Circumstances cut into that depth, too. Anthony Harris would suffer with academic issues which kept him from playing the second half of the year, and Dawson Garcia was struck by injury and illness before circumstances at home forced him to leave the team for good around the start of 2022. Multiple times Carolina would look good with the starters on the floor, but the moment people would start to rotate in, the team would sag greatly.
Then Puff Johnson became healthy enough to play.
The sophomore has been struck by his own bad luck with injuries that put him behind the rest of the team, and as such he didn’t play for the first time until January 15th against Georgia Tech.

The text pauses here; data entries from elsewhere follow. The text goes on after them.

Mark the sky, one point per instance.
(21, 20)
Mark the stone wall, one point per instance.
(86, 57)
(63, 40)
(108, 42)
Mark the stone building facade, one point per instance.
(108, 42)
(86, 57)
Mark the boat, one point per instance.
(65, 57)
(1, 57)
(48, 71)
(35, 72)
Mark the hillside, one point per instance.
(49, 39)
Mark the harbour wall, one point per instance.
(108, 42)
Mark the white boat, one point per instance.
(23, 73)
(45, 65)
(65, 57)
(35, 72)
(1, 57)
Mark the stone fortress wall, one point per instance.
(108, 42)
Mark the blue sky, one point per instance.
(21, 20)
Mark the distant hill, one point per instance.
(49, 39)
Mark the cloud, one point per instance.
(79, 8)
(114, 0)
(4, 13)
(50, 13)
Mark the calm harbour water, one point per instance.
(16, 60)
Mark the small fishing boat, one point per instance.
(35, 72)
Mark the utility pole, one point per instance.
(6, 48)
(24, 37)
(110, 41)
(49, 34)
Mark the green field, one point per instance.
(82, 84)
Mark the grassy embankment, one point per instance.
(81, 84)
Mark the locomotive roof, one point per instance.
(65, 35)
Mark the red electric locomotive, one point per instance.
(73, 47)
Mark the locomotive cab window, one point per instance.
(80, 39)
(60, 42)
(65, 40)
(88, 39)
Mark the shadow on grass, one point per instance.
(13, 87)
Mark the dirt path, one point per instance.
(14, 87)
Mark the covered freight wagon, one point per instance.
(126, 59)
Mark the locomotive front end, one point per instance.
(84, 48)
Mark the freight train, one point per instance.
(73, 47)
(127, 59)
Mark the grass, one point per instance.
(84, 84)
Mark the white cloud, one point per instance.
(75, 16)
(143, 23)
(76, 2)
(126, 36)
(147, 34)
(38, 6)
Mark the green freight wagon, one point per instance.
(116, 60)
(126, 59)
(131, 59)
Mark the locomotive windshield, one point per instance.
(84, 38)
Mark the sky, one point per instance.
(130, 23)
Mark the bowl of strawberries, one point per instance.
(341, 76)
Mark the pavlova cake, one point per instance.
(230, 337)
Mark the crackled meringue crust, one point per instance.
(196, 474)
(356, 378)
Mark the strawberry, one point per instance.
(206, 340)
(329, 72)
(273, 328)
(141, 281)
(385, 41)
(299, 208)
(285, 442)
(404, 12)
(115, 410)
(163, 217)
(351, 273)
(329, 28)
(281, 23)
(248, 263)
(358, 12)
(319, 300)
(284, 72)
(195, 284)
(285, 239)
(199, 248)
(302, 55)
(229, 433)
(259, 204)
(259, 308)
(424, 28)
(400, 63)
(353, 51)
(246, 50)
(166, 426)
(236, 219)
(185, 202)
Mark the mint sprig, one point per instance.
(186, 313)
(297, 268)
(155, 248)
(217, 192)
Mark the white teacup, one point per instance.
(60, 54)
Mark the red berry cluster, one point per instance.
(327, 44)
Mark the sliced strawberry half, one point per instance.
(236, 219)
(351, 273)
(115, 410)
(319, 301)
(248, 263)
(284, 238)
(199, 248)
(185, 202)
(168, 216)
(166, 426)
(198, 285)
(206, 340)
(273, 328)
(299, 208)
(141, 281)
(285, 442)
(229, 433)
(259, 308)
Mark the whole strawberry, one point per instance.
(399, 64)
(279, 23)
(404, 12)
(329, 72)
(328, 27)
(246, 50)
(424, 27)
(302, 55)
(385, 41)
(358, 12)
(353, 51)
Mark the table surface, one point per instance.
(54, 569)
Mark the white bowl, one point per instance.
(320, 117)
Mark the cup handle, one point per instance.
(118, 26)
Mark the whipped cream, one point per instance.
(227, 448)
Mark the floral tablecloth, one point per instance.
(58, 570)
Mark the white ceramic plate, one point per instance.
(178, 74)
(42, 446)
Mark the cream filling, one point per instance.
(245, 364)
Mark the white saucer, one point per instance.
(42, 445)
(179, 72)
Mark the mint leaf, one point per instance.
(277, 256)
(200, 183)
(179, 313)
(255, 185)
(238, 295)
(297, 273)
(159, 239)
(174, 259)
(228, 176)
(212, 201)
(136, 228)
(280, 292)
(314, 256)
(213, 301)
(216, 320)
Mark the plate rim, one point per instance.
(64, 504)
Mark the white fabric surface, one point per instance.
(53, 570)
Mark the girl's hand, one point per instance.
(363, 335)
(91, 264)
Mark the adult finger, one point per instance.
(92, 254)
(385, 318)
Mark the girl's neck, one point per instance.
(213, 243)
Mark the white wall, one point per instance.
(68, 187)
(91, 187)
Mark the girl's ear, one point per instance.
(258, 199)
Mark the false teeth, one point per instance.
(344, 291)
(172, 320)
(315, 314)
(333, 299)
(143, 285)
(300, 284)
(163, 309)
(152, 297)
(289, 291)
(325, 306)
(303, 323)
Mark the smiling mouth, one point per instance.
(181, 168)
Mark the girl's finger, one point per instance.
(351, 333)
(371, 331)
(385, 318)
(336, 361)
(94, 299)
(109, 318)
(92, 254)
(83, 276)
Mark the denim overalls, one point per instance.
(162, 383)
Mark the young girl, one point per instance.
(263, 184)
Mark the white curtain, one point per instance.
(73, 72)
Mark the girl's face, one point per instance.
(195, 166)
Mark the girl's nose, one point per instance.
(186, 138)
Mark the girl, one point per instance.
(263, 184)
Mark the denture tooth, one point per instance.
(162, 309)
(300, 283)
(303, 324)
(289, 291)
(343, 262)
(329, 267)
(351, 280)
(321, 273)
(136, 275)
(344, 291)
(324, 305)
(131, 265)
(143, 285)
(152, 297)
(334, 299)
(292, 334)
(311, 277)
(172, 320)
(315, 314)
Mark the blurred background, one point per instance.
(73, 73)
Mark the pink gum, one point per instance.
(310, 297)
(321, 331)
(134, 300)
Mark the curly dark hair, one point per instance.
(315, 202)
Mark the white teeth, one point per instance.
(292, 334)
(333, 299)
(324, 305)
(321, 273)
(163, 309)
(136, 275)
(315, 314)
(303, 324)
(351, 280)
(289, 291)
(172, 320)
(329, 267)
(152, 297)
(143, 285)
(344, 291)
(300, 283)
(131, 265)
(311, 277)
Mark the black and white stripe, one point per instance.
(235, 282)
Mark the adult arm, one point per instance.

For the next twelve games, Johnson would see spot duty here and there, mostly in blowouts one way or the other, but he kept trying to take advantage of the minutes he got.
On February 21st against Louisville, Johnson would play a crucial 13 minutes, his first time with double digit minutes in a close game, and while the box score only showed him with two points, it was clear that he showed enough to Hubert Davis that he quickly became the first option off the bench. It was a good thing, too, as the next game in Raleigh saw Leaky Black get injured, and all of a sudden Puff played a season high 29 minutes. He scored 16 points while making two of his four three point attempts, and only trailed Armando Bacot for the lead in scoring, while matching Brady Manek and Caleb Love.
The legend of the Iron Five grew in Durham as all five starters never left the floor in the second half, but part of the reason Davis was able to do this was Puff coming in for five minutes in the first half. He was a lightening bolt of energy, and yet somehow he always would do the job asked of him. By the time the tournament came around, Davis was able to use Puff as his only sub, using him and Leaky Black to help rotate all but RJ Davis onto the bench.
Who was it that sprinted on the court when Armando Bacot first sprained his ankle against Duke? Johnson, who made his mark by calmly nailing his two free throws while Bacot stood at the scorer’s table saying “eff it” about how much pain he was in. The next game against Kansas, he was on his way to playing his second most minutes in a game when the hobbled Bacot ultimately sprained his ankle again, but before that moment embodied the spirit of the team as he played until being punched in the stomach, dry heaving on the court. He would still score eleven points, going 5-9 from the floor, and keeping the Heels in a position to tie at the end.
Johnson knew his role, played it well, and made the most of his minutes when he was called on. The way he was able to quickly catch on despite being behind and becoming the trusted sub bodes well for the rest of his career at UNC, as Davis has shown he will ride the players he trusts. Depending on who stays and comes in next year, it’s likely Johnson won’t be a two-time winner of this award as he’ll move up into the 2023 version of the Iron Five.
For this year, though, Puff is the easy choice for this award. Congrats on being the Sixth Man of the Year!